読谷村史編集室 読谷村の出来事を調べる、読谷村広報データベース

1978年1月発行 広報よみたん / 2頁

新春を迎えて 読谷村長山内徳信

新春を迎えて 読谷村長山内徳信
 村民の皆様、明けましておめでとうございます。謹んで新年の御挨拶を申し上げます。
 「光陰矢のごとし」「歳月外を待たず」と昔からいわれておりますが、今さらながら年月の流れの早さに驚嘆せずにはおれません。
 村民の皆様には輝しい新春を迎えられ、新たなる希望と決意に燃えておられることと思います。

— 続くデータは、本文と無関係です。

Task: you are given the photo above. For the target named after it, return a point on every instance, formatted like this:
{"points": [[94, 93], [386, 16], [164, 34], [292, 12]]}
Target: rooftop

たしかに昨今の世相には厳しいものがありますが、厳しいからこそ、それを乗り越える勇気とファイトを持つことが大切であります。個人や団体、あるいは読谷村政においても大きな希望と夢を実現する為に、お互に努力する。そこに人生の生甲斐があり、それを決意する節目が新年だと思います。
 村民の皆様が、今年も健康で明るく幸せにお過しになりますよう心からお祈り申し上げます。
 村民の英知と協力により読谷村百年の大計を立てる年たらしめましょう。
 私達読谷村の目指す村づくりは「人間性豊かな環境・文化厚生村」であります。
 過ぎにし一年をかえりみて、私は村民各位に心から感謝しお礼を申し上げたいと思います。それは、昨年の村政の歩みの中で、いくつかの具体例を通して申しますと、戦場の後始末であり、不可能とさえ思われたボーロポイントの地理調査の完了、波平陸軍補助施設跡地(部屋)への福祉村づくりと村立診療所の建設、座喜味地内の土地改良事業の推進、渡具知地内の集落復興事業の推進、読谷飛行場問題の取組み、長浜川ダム建設の推進、その他、どれ一つとっても関係地主や村民の御理解と御協力なしにできるものではありません。さらに、最近行なわれた「第三回読谷まつり」に結集されました村民の盛り上った姿は、正に読谷村の将来への発展の姿を髣髴させるものでありました。このような村民の善意と積極的な協力態勢に感激し、敬意と慰謝を申し上げるものであります。
 現在、読谷村は読谷村の将来に向けての村づくりに「基本構想」の審議中でございます。「来年のことを云うと鬼が笑う」という発想ではなく、今後の村づくりは、それこそ長期的展望に立ったものでなければいけません。
 今年は、さらに村民の英知を結集し、読谷村百年の大計を立て、方向づけをする極めて重要な年であります。
 復帰後六年目を迎え、沖縄の振興開発計画年次もあと四年しか残っておりません。この重要な時期に当り役場に働く職員、議会、各種団体をはじめ、村民が心、を一つに協力態勢をつくり、二十一世紀に向けての人間性豊かな環境・文化厚生村づくりの為に邁進しようではありませんか。
 おわりに、新年を迎えられました村民各位の御健康と御多幸を祈念し年頭のごあいさつといたします。